Palm oil, the most widely produced tropical oil

Palm oil, the most widely produced tropical oil. Also used to make biofuel.

Palm oil is a form of edible vegetable oil obtained from the fruit of the oil palm tree. Previously the second-most widely produced edible oil, after soybean oil, 28 million metric tons were produced worldwide in 2004[1]. It may have now surpassed soybean oil as the most widely produced vegetable oil in the world.[2]

The palm fruit is the source of both palm oil (extracted from palm fruit) and palm kernel oil (extracted from the fruit seeds). Palm oil itself is reddish because it contains a high amount of beta-carotene. It is used as cooking oil, to make margarine and is a component of many processed foods. Boiling it for a few minutes destroys the carotenoids and the oil becomes colourless.

Palm oil is one of the few vegetable oils relatively high in saturated fats (such as coconut oil) and thus semi-solid at room temperature.

Palm oil (from the African Oil Palm, Elaeis guineensis) was long recognized in West African countries, and among West African peoples it has long been in widespread use as a cooking oil. European merchants trading with West Africa occasionally purchased palm oil for use in Europe, but as the oil was bulky and cheap, palm oil remained rare outside West Africa.
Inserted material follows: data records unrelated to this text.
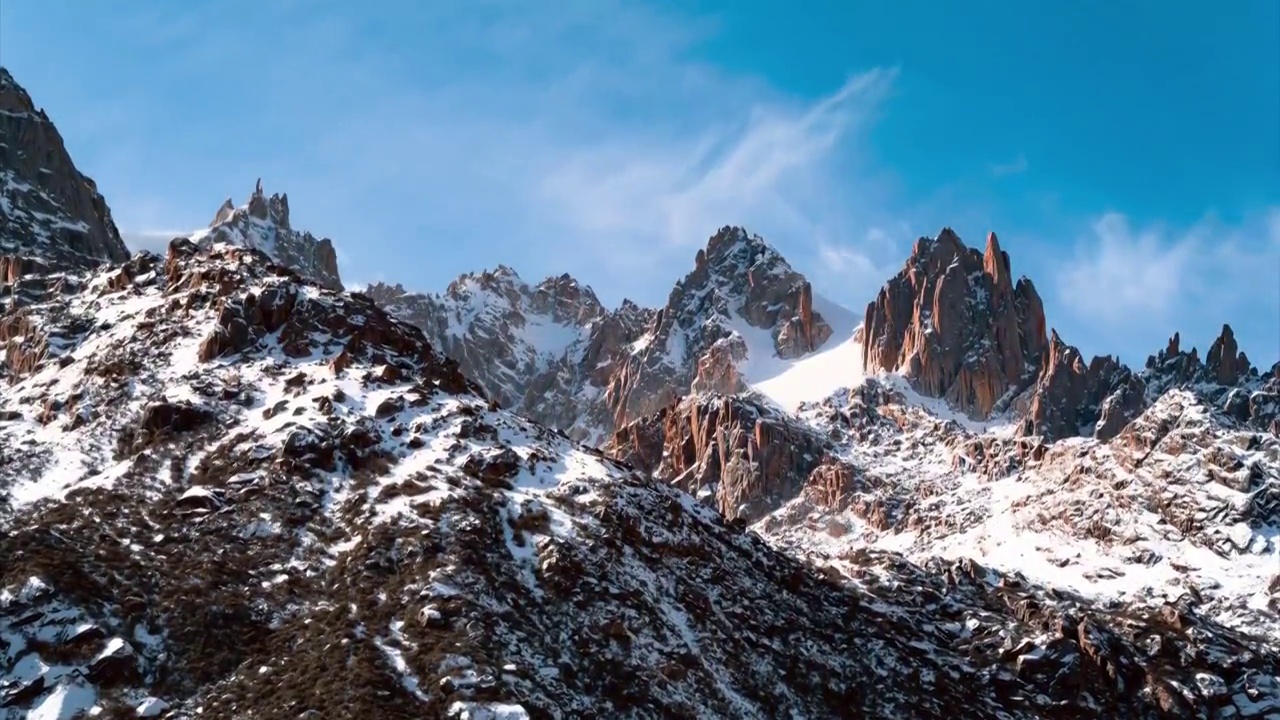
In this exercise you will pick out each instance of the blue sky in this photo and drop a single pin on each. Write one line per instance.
(1128, 154)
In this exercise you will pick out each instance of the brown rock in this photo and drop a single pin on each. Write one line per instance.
(955, 324)
(730, 450)
(1225, 364)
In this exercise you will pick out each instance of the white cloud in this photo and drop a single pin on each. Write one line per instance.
(1016, 167)
(1129, 288)
(766, 171)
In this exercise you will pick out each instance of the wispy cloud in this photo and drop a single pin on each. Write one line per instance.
(1129, 287)
(586, 140)
(1016, 167)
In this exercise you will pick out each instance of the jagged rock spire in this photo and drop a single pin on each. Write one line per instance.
(51, 212)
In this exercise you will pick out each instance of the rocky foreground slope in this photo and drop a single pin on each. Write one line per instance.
(557, 355)
(208, 441)
(231, 490)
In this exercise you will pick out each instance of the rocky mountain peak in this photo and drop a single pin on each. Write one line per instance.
(956, 327)
(50, 213)
(263, 223)
(13, 96)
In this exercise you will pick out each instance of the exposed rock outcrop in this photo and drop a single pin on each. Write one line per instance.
(955, 324)
(732, 452)
(1072, 399)
(547, 350)
(49, 210)
(263, 224)
(740, 299)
In the Asante Confederacy, state-owned slaves built large plantations of oil palm trees, while in the neighbouring Kingdom of Dahomey, King Ghezo passed a law in 1856 forbidding his subjects from cutting down oil palms.

Palm oil became a highly sought-after commodity by British traders, for use as an industrial lubricant for the machines of Britain’s Industrial Revolution, as well as forming the basis of soap products, such as Lever Brothers’ “Sunlight Soap”, and the American Palmolive brand. By c.1870, palm oil constituted the primary export of some West African countries such as Ghana and Nigeria, although this was overtaken by cocoa in the 1880s.[citation needed]

Palm was introduced to Malaysia (then the British colony of Malaya) in 1917 with the first plantations mostly established and operated by British plantation owners. From the 1960’s a major oil palm plantation scheme was introduced by the government with the main aim of eradicating poverty. Settlers were each allocated 10 acres of land (about 4 hectares) planted either with oil palm or rubber, and given 20 years to pay off the debt for the land.[citation needed]

Palm oil and palm kernel oil are composed of fatty acids, esterified with glycerol just like any ordinary fat. Both are high in saturated fatty acids, about 50% and 80%, respectively. The oil palm gives its name to the 16 carbon saturated fatty acid palmitic acid found in palm oil; monounsaturated oleic acid is also a constituent of palm oil while palm kernel oil contains mainly lauric acid. Palm oil is the largest natural source of tocotrienol, part of the vitamin E family. Palm oil is also high in vitamin K and dietary magnesium.